The incorporation of Māori words – borrowings, blends and compounds – into New Zealand English is one of its most distinctive features, distinguishing it from all other forms of English.
New Zealanders use terms like mana and taonga (treasure) without glossing them. Kea crossing (patrolled pedestrian crossing outside schools) and kaumātua flat (accommodation for Māori pensioners) are common compounds, while huiette (small-scale meeting) is a hybrid form.
Global terms like couch potato and tall poppy are adapted into couch kūmara and tall ponga. Adaptations have been made in both languages, often in transliteration, as in the case of kawenata (covenant) and biddy-bid (piripiri – a creeping plant with burrs).
The 19th-century letters of early colonist William Colenso show early blends, compounds and anglicisation using the word Māori, terms which were thought to have been of more recent origin. Among these were à la Māori, Maoricize, Maorified, and pseudo-Māori.
Early adoption from Māori
Printer and missionary William Colenso was one of the first colonists to use te reo Māori fluently, and he introduced many Māori words into New Zealand English. From as early as 1843 he commonly interspersed Māori and English, using terms such as kapai (good) and anglicising others, such as tangiing (crying). He took care to explain the various meanings associated with Māori vocabulary, showing that the term Māori itself meant ubiquitous and common, and not merely indigenous, especially when applied to flora and fauna. He distinguished, therefore, a native tree from a Māori tree.
The early use of the term Māori for common or ubiquitous in Māori–English compounds often caused confusion. Māori clearing, Māori pass and Māori track pertained to Māori use or origin – but Māori cabbage and Māori parsnip meant these plants were common and grew wild.
One of the first terms borrowed from Māori material culture was mōkihi or mōki (a raft made from kōrari or flax stalks), a word that was used widely by surveyors and land-seeking colonists. In the South Island it was often written as mogihi or mogi.

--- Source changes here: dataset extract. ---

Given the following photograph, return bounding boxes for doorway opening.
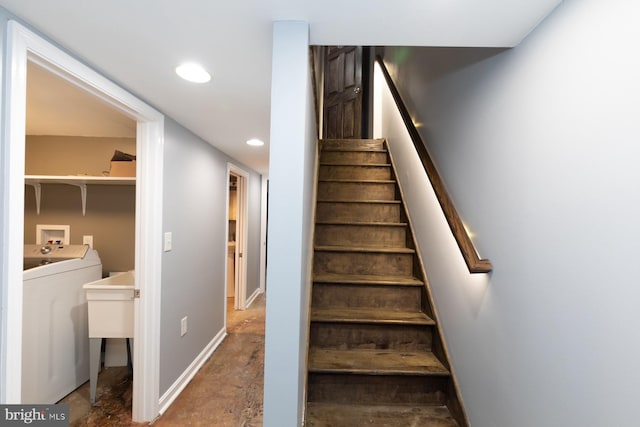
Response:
[0,21,164,421]
[226,163,249,320]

Early borrowings from the Māori language into English generated a range of pronunciations and spellings. Kōwhai, for example, was spelled co-eye, kowai, kowhy, goai, ghoai, goa, goi and ghoa.
By the 1860s there were more Europeans than Māori in New Zealand, because of increased European migration and Māori mortality due to introduced diseases for which Māori had little immunity. The New Zealand wars of the 1860s enforced separation between Māori and Europeans. As a result, few Māori words came into New Zealand English from then until around 1970. However, many transliterations from English entered te reo Māori.
From the 1970s Māori words started to re-enter New Zealand English. Three major factors contributed to this change.
- Efforts were made to revitalise te reo Māori.
- The post-Second World War urban migration of Māori was completed, and the geographic gap between Māori and Europeans closed.
- New Zealand looked less to Britain and began to forge an identity as a Pacific nation.